# What is the Regex

A regular expression, regex or regexp (sometimes called a rational expression) is, in theoretical computer science and formal language theory, a sequence of characters that define a search pattern. Usually this pattern is then used by `string` searching algorithms for "find" or "find and replace" operations on strings, or for input validation.

### Regex in Python

python provide module for regex called `re`

we are going to use the `findall` and `sub` functions

* sub
<p>used to replace a world in a string by another world </p>

In [3]:
# example : replace ahmed in a string by ali
import re
text = "my name is Ahmed"
new_text = re.sub("Ahmed", "Ali", text)
print(new_text)

my name is Ali


* findall 
<p> used to find a specific word in a string </p>

In [4]:
text = "my name is Ahmed"
results = re.findall("Ahmed", text)
print(results)

['Ahmed']


### Special Characters (Regular Expressions)

some characters have special functions and are not just character, for example the `\n` which indicate a newline and the `\t` which is a tap space.

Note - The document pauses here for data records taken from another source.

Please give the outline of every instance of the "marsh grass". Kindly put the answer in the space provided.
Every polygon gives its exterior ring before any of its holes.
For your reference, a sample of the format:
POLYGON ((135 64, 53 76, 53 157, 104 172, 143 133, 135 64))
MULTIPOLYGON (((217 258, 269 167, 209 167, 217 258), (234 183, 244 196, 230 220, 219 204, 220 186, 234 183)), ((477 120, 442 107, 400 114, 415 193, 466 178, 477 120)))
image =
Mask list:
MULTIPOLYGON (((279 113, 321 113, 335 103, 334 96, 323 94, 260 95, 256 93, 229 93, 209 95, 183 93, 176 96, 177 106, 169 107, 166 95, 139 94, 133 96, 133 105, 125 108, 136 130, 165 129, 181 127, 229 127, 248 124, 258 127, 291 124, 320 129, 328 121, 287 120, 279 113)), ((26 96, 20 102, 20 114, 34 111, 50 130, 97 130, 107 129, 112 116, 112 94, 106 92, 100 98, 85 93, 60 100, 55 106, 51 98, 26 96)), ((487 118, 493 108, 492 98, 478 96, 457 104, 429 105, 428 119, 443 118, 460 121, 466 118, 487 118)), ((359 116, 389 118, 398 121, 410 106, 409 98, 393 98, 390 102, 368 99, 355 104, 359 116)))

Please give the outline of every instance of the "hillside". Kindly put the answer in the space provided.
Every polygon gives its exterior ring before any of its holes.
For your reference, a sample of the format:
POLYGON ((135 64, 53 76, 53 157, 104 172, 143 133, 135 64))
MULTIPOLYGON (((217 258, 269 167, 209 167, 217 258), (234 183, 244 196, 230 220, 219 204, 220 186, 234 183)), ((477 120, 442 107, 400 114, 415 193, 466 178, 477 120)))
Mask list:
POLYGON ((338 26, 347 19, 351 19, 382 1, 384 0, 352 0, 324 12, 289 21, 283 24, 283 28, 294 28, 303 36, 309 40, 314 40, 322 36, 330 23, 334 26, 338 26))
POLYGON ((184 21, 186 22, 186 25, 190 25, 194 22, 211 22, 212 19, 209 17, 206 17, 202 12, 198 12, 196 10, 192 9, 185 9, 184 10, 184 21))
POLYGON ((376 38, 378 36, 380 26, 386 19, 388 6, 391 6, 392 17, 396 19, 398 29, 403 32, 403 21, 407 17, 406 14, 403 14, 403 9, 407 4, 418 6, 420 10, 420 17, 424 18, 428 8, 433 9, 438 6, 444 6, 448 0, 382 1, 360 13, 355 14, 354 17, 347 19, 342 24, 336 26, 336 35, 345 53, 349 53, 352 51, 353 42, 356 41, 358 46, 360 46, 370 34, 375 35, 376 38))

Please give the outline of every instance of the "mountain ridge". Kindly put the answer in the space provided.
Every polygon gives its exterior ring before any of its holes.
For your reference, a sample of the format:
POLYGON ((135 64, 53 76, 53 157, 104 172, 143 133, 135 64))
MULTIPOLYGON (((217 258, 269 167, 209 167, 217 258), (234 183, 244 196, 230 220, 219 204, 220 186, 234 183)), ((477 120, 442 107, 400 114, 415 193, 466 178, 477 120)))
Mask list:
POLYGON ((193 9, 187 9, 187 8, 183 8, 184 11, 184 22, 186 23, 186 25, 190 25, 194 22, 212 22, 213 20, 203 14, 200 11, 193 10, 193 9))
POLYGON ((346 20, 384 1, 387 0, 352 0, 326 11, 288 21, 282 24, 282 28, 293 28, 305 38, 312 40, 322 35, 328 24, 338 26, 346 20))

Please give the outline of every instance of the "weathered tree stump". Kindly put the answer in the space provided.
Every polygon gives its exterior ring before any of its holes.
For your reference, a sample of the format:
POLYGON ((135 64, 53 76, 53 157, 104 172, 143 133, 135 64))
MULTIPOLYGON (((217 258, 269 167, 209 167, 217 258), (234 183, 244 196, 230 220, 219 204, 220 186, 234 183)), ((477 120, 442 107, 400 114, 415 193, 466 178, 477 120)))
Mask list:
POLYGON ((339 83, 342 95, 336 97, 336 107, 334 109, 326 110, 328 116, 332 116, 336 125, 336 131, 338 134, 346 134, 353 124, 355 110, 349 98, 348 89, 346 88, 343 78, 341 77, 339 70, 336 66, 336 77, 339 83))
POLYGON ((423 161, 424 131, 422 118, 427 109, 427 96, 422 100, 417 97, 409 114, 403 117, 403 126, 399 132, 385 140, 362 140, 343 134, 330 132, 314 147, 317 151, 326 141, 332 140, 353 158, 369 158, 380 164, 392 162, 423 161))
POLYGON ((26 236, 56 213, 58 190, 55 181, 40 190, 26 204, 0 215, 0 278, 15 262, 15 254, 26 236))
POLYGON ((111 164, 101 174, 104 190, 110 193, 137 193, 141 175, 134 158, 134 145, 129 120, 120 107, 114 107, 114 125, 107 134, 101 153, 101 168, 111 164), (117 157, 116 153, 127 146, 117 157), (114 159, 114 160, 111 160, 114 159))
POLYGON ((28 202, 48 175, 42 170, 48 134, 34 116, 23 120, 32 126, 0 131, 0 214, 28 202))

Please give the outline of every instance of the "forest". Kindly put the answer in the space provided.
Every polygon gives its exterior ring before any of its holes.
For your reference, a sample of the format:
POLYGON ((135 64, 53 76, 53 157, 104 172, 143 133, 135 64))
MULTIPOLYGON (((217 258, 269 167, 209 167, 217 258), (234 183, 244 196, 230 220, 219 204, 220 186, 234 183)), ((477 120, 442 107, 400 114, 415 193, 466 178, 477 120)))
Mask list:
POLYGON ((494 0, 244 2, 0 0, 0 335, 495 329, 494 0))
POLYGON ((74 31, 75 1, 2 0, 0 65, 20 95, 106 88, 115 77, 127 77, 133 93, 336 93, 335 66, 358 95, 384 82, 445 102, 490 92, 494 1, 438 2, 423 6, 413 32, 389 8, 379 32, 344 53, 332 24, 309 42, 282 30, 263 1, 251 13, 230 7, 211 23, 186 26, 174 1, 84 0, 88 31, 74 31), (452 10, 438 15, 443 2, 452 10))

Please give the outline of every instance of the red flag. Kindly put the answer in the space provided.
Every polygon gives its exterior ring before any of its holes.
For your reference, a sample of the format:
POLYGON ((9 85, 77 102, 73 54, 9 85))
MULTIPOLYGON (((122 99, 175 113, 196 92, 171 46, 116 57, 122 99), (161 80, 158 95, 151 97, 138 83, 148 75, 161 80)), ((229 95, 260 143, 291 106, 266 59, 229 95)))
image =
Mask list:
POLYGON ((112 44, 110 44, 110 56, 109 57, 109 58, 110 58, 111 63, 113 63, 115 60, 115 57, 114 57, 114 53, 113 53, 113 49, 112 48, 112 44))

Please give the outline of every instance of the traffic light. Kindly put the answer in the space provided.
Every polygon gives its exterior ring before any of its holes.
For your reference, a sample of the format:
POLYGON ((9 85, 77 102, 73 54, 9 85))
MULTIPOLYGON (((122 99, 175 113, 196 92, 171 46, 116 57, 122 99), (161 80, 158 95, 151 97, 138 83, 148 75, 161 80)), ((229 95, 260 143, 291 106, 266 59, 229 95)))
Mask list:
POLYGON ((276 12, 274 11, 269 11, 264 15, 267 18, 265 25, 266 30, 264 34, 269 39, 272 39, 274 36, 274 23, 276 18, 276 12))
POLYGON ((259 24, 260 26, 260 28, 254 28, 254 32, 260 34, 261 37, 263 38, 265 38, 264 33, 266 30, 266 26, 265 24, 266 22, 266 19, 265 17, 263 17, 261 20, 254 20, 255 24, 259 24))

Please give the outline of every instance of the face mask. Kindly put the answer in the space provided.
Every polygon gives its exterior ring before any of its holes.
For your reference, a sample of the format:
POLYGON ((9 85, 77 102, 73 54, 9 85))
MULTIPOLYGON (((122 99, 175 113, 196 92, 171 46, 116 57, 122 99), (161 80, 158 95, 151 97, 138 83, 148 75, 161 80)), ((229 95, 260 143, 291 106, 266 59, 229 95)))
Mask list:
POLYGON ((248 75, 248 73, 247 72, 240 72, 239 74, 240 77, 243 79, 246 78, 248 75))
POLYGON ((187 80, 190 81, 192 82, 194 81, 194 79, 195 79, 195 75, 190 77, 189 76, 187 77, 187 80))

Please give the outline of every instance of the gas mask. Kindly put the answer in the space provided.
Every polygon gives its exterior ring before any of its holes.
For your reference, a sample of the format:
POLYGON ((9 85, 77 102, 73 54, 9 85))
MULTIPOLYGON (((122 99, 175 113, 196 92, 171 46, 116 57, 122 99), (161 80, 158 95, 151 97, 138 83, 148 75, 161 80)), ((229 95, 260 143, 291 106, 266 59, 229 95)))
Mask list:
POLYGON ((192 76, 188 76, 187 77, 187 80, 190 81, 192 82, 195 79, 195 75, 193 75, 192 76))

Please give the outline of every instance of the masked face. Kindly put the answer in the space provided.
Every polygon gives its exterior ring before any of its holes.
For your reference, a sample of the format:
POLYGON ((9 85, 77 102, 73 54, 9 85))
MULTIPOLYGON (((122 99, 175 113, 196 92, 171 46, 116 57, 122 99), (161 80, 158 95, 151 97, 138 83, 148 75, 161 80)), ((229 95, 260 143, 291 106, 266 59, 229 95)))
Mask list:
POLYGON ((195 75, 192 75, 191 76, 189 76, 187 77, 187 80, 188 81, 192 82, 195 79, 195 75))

* Basic patterns that match single chars

| Character  | function |
| ------------- | ------------- |
| a-z, 0-9  | ordinary characters just match themselves exactly.|
| . (dot)  | matches any single character except newline '\n'  |
| \w | matches a "word" character: a letter or digit or underbar [a-zA-Z0-9_] |
| \W | matches any non-word character |
| \b | boundary between word and non-word |
| \s | matches a single whitespace character -- space, newline, return, tab |
| \S | matches any non-whitespace character |
| \t, \n, \r | tab, newline, return |
| \d | decimal digit [0-9] |
| ^ | matches start of the string |
| $ | match the end of the string |

Let's mix them with normal characters

> note that we use `r` before the pattern string to let python know not to parse them, for example not to take \n and replace it by newline.


In [5]:
import re
text = """regular expression is a special sequence of characters that helps you match or find other strings or sets of strings, using regular expression pattern. regular expressions are widely used in UNIX world."""
results = re.findall(r"^regular", text)
print(results)

['regular']


In [6]:
import re
text = """regular expression is a special sequence of characters that helps you match or find other strings or sets of strings, using regular expression pattern. regular expressions are widely used in UNIX world."""
results = re.sub(r"^regular", "Regular", text)
print(results)

Regular expression is a special sequence of characters that helps you match or find other strings or sets of strings, using regular expression pattern. regular expressions are widely used in UNIX world.


### Complex Regex
you can mix and match multiple expressions and have more than one instances of them

* Grouping characters

let's take a look at some examples

| Example  | description |
| --- | --- |
| [Pp]ython | Match "Python" or "python" |
| rub[ye] | Match "ruby" or "rube" |
| [aeiou] | Match any one lowercase vowel |
| [0-9] | Match any digit; same as [0123456789] |
| [a-z] | Match any lowercase ASCII letter |
| [A-Z] | Match any uppercase ASCII letter |
| [a-zA-Z0-9] | Match any of the defined |
| [^aeiou] | Match anything other than a lowercase vowel |
| [^0-9] | Match anything other than a digit |

we can use **OR** to use multiple regex together.


In [7]:
# Example
import re
texts = [
  "python is a great language",
  "i lov to write in py",
  "what a cool language Python is",
  "the pyramids of giza are so huge!"
]
for text in texts:
  python_detected = re.findall(r"[Pp]ython|[Pp]y\b", text)
  if python_detected:
    print("talking about python")
  else:
    print("something else")

talking about python
talking about python
talking about python
something else


* Repetition Cases

| Example | description |
| --- | --- |
| ruby? | Match "rub" or "ruby": the y is optional |
| ruby* | Match "rub" plus 0 or more y(s) |
| ruby+ | Match "rub" plus 1 or more y(s) |
| \d{3} | Match exactly 3 digits |
| \d{3,} | Match 3 or more digits |
| \d{3,5} | Match 3, 4, or 5 digits |


In [8]:
# example 
import re
text = "it's 2018, happy new year!"
years = re.findall(r"\d{4}", text)
print(years)

['2018']


In [9]:
# one More example
import re
text = "this is a text tweet that contains multiple numbers 011121314, 012121212"
new_text = re.sub(r"[0-9]+", "NUM", text)
print(new_text)

this is a text tweet that contains multiple numbers NUM, NUM


* Search groups
<p>you can create a search groups with regex and retrieve each one with `search()` function </p>

In [11]:
import re
email_address = 'Please contact us at: support@datacamp.com'
match = re.search(r'([\w\.-]+)@([\w\.-]+)', email_address)
if match:
  print(match.group()) # The whole matched text
  print(match.group(1)) # The username (group 1)
  print(match.group(2)) # The host (group 2)

support@datacamp.com
support
datacamp.com


* `match` vs `search`

The `match()` function checks for a match only at the beginning of the string whereas the `search()` function checks for a match anywhere in the string.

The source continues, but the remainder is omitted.